“Just God and Myself”
It’s awesome to see the holy spirit working and leading me in my life and seeing everything that’s happening start to tie together for one common purpose. I don’t really do that well at worshiping God in my daily life, and I’ve known that for the past while. I get distracted by different obstacles as I said in my last post, and a lot of times I worry about those obstacles. There was a quote that Nathan said a Plunge tonight, and it is, I hope I got it right:
“Satan wants us to think about something other than God.”
I see this happening quite a bit in my life, always. If there’s one goal that I want to accomplish this week, and which I would also want to continue every other week for the rest of my life is that I don’t want to let Satan do this to me anymore. Though to be honest, I’m scared. I honestly feel like this goal is far beyond my reach because every other week and day I always fail at this goal.
“Just God and myself”
That is the context I would like to have this week while I worship my creator, while I pour my thoughts onto Him. It is the picture of worship that I want to paint. I pray that though this mindset I can accomplish this goal and not let anything else interfere. And if you read this, please pray for me now. Thanks!

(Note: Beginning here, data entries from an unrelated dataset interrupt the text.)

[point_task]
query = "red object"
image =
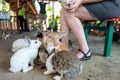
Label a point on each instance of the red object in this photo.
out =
(115, 19)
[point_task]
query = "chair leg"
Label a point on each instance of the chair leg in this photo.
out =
(86, 30)
(108, 40)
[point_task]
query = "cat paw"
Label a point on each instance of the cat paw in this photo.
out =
(47, 72)
(28, 69)
(57, 78)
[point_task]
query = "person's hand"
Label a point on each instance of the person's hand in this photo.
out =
(74, 4)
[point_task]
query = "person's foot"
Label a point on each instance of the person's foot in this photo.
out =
(83, 55)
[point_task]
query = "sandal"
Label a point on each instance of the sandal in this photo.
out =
(85, 57)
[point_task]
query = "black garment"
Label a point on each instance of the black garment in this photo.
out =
(42, 8)
(23, 23)
(105, 9)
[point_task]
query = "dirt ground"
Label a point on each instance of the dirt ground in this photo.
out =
(98, 68)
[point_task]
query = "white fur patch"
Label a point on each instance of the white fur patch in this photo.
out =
(49, 49)
(57, 77)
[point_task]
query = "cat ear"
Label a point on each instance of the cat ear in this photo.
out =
(62, 34)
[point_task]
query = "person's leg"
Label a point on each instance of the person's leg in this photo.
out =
(21, 22)
(64, 27)
(74, 23)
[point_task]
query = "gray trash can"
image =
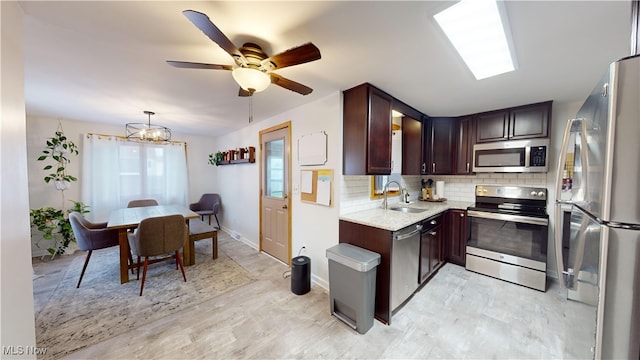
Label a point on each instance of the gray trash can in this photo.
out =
(352, 285)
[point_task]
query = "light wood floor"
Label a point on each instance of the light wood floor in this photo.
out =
(458, 314)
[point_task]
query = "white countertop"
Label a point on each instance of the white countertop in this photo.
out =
(395, 220)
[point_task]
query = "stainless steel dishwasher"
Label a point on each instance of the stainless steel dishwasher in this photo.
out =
(405, 262)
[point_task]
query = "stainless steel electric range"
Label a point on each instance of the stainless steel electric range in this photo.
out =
(508, 231)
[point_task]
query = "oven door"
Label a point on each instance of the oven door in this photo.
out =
(516, 236)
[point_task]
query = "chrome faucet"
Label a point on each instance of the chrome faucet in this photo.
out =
(385, 189)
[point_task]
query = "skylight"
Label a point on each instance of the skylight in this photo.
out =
(477, 31)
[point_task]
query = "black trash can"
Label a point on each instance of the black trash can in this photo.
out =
(300, 275)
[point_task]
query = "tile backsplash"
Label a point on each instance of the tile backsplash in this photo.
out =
(355, 192)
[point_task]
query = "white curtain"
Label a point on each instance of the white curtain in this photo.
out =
(116, 171)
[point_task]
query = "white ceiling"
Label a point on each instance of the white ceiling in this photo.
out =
(105, 61)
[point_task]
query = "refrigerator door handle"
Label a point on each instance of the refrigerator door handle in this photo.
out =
(558, 207)
(563, 157)
(585, 160)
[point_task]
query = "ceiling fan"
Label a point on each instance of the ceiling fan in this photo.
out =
(254, 69)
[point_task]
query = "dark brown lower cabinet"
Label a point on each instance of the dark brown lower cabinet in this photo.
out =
(456, 247)
(431, 249)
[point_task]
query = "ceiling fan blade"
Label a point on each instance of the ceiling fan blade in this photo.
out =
(202, 22)
(243, 92)
(290, 84)
(298, 55)
(192, 65)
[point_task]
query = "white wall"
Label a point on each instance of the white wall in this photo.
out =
(201, 174)
(16, 302)
(314, 226)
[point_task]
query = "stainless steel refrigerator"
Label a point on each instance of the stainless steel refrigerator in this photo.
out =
(597, 212)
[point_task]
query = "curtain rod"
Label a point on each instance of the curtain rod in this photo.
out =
(140, 141)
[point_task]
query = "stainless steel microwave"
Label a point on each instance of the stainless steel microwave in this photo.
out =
(511, 156)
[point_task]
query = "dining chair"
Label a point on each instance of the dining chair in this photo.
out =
(199, 230)
(142, 203)
(92, 236)
(209, 204)
(161, 238)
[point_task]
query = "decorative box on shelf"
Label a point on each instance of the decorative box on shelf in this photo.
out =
(239, 156)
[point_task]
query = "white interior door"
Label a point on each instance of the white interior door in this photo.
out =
(275, 195)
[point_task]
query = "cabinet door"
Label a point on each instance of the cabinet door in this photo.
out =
(379, 130)
(431, 252)
(425, 250)
(441, 145)
(493, 126)
(456, 251)
(435, 254)
(412, 163)
(366, 131)
(465, 138)
(531, 121)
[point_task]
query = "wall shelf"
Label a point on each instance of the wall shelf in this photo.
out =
(243, 157)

Just another quick thought about worship tonight at Plunge. As anyone who was there will know it was pretty intense. Amen! (Yes!) I’m learning to let myself go; I could do it before, like at Leaders Camp–I guess that’s what Plunge is starting to become for me, Leaders Camp.

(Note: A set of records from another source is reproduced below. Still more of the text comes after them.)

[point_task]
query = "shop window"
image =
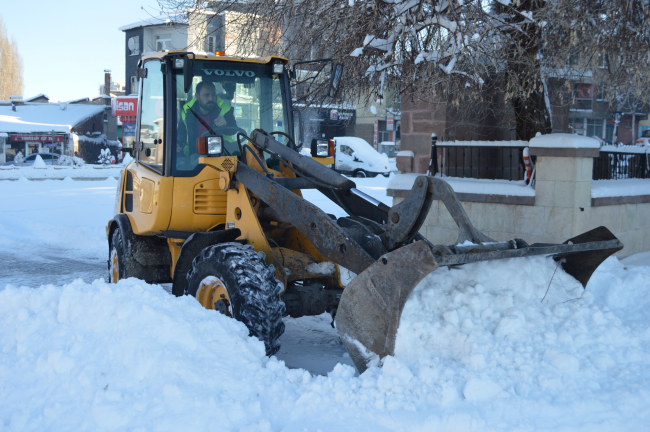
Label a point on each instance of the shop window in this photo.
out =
(577, 125)
(346, 150)
(134, 85)
(163, 42)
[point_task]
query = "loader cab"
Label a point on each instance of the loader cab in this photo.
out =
(185, 96)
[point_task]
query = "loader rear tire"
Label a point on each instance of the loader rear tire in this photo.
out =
(252, 291)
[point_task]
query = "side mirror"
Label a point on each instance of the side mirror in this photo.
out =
(188, 72)
(335, 80)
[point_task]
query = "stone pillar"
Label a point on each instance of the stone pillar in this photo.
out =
(419, 120)
(563, 189)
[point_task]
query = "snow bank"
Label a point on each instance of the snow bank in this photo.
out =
(564, 141)
(477, 350)
(59, 172)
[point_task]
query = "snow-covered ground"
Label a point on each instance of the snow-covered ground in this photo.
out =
(477, 348)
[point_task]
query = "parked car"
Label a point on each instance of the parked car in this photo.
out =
(355, 157)
(48, 158)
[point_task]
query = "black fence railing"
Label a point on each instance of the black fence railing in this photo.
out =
(481, 162)
(619, 165)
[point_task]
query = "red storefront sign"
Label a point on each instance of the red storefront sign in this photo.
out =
(125, 106)
(36, 138)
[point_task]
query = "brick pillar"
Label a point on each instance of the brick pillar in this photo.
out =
(419, 120)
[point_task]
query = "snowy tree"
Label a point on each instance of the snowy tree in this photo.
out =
(459, 51)
(11, 66)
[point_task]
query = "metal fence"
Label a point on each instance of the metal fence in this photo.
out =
(616, 165)
(481, 162)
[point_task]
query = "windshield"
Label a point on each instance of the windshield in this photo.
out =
(226, 98)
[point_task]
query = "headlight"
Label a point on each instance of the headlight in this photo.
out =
(214, 145)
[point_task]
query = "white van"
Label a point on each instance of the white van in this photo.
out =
(355, 157)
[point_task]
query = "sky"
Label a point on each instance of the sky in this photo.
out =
(66, 44)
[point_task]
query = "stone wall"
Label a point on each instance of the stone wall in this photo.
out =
(562, 207)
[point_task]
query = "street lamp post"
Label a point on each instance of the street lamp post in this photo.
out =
(617, 119)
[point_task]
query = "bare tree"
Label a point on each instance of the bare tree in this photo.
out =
(458, 51)
(11, 66)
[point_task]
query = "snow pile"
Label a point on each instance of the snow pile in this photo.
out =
(564, 141)
(621, 187)
(483, 334)
(476, 350)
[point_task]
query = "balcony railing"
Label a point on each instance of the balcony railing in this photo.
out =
(494, 160)
(624, 162)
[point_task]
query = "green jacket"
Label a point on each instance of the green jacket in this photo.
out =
(188, 126)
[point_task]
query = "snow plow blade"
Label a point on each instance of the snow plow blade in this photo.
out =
(372, 303)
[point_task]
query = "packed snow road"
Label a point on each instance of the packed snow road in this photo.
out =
(477, 349)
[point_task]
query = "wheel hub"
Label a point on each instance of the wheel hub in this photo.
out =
(212, 294)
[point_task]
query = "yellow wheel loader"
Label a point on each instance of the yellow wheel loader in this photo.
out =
(212, 203)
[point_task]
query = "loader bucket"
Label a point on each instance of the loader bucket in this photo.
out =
(371, 305)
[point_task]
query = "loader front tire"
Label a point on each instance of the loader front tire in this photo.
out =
(235, 280)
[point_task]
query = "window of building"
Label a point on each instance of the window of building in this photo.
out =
(163, 42)
(600, 96)
(211, 44)
(134, 45)
(595, 127)
(583, 97)
(577, 125)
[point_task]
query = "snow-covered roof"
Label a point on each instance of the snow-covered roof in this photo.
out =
(159, 20)
(78, 100)
(514, 143)
(38, 96)
(164, 19)
(45, 117)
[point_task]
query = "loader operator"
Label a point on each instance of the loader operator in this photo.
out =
(204, 112)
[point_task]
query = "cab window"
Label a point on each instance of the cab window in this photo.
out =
(150, 147)
(225, 98)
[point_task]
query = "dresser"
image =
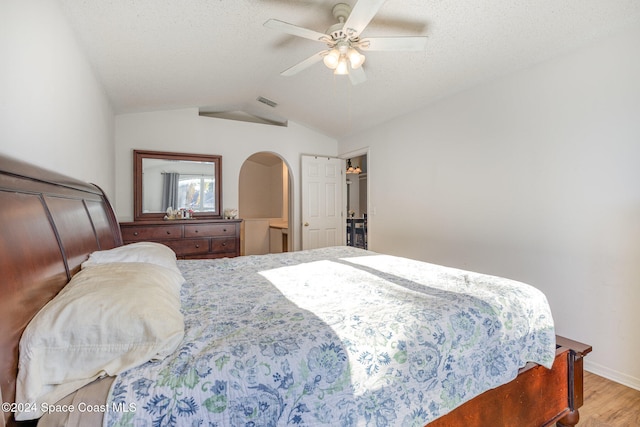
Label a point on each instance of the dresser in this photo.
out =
(198, 238)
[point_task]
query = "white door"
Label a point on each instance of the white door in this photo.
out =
(322, 185)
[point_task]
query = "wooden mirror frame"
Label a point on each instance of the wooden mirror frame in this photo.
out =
(139, 155)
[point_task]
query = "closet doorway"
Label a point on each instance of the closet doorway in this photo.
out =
(264, 195)
(357, 226)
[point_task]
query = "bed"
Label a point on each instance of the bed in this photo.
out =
(393, 361)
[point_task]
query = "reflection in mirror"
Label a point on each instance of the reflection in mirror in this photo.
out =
(179, 181)
(178, 184)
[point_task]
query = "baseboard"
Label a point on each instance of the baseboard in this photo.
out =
(611, 374)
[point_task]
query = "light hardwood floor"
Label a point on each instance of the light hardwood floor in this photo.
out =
(608, 404)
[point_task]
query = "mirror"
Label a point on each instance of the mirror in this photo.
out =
(177, 180)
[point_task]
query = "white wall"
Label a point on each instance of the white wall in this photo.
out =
(536, 177)
(53, 111)
(186, 132)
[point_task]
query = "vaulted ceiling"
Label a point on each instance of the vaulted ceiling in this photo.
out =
(217, 55)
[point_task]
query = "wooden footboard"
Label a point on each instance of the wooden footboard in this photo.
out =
(49, 224)
(537, 397)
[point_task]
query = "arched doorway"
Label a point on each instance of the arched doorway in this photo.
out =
(265, 204)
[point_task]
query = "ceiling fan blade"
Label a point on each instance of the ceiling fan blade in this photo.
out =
(357, 75)
(394, 43)
(361, 14)
(304, 64)
(294, 30)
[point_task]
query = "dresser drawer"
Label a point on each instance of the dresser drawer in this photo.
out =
(223, 245)
(142, 233)
(209, 230)
(189, 239)
(188, 247)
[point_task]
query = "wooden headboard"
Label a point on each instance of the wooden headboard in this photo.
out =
(49, 224)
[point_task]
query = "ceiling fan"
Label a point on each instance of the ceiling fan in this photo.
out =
(343, 40)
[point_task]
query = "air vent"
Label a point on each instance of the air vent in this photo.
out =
(266, 101)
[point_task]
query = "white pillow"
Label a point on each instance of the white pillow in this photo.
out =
(107, 319)
(151, 252)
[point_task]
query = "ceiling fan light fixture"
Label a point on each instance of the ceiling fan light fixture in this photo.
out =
(343, 68)
(332, 59)
(356, 59)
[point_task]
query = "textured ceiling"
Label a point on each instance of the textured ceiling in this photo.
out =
(164, 54)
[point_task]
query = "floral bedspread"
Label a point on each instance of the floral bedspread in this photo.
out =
(337, 337)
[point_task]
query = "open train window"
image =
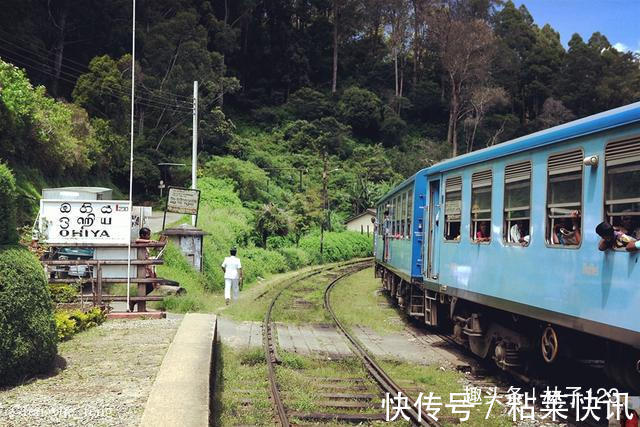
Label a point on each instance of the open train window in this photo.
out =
(452, 208)
(403, 214)
(622, 186)
(394, 206)
(517, 204)
(409, 212)
(481, 206)
(564, 199)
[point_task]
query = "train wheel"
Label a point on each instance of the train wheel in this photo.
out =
(549, 345)
(623, 367)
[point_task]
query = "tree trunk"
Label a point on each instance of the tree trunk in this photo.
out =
(334, 80)
(59, 49)
(325, 197)
(452, 132)
(416, 48)
(395, 69)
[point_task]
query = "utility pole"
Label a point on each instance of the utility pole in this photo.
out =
(325, 176)
(194, 165)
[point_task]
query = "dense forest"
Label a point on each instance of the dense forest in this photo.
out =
(294, 94)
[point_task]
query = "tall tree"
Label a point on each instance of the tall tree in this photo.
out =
(398, 14)
(465, 49)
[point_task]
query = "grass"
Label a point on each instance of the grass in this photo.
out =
(303, 302)
(356, 301)
(299, 377)
(442, 383)
(240, 377)
(255, 297)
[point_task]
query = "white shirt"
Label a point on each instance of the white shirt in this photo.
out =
(514, 233)
(231, 264)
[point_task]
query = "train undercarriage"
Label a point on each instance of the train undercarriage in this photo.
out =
(513, 342)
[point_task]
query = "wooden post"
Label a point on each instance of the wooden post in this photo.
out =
(141, 273)
(98, 300)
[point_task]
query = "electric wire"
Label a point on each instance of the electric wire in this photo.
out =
(28, 62)
(80, 68)
(183, 99)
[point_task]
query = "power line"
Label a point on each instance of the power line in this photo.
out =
(82, 69)
(141, 101)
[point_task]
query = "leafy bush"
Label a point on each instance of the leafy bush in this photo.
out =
(361, 109)
(70, 322)
(258, 262)
(393, 130)
(309, 104)
(249, 180)
(295, 257)
(62, 293)
(270, 116)
(7, 205)
(27, 328)
(338, 246)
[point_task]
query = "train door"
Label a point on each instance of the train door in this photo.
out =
(434, 221)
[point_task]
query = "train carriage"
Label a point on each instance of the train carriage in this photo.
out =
(503, 246)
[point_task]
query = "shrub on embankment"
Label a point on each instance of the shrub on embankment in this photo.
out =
(7, 206)
(227, 221)
(337, 246)
(27, 328)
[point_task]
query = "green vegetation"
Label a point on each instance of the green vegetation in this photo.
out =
(228, 222)
(425, 379)
(70, 322)
(356, 300)
(7, 205)
(27, 329)
(242, 393)
(62, 293)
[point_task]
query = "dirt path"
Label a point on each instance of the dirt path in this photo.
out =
(106, 381)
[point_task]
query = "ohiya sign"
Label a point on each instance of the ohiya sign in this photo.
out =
(85, 221)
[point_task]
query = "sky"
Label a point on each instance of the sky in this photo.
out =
(618, 20)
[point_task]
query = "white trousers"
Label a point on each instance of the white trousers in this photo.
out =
(231, 285)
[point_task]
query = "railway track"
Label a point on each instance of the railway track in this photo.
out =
(480, 369)
(357, 399)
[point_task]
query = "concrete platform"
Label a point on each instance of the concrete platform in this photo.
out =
(180, 394)
(137, 315)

So today, after morning church, I screwed up, which is strange because I was so pumped after the service. Simply put, without any details, it was lust. At Plunge tonight, during the last song it was pretty symbolic for me to be laying on the floor. When I sinned I was on the floor, while tonight I was worshiping on the floor. When I had my head on the floor facing sideways the sound of the music sounded like a muffled scratching noise, but I realized something… I was in a pretty vulnerable position, and with my head against the ground like that I realized that at any second something could fall on my head and crush my skull. What would that feel life? I also realized that it’s pretty significant that nothing did in fact crush my skull, so I must still have a purpose for living on this planet.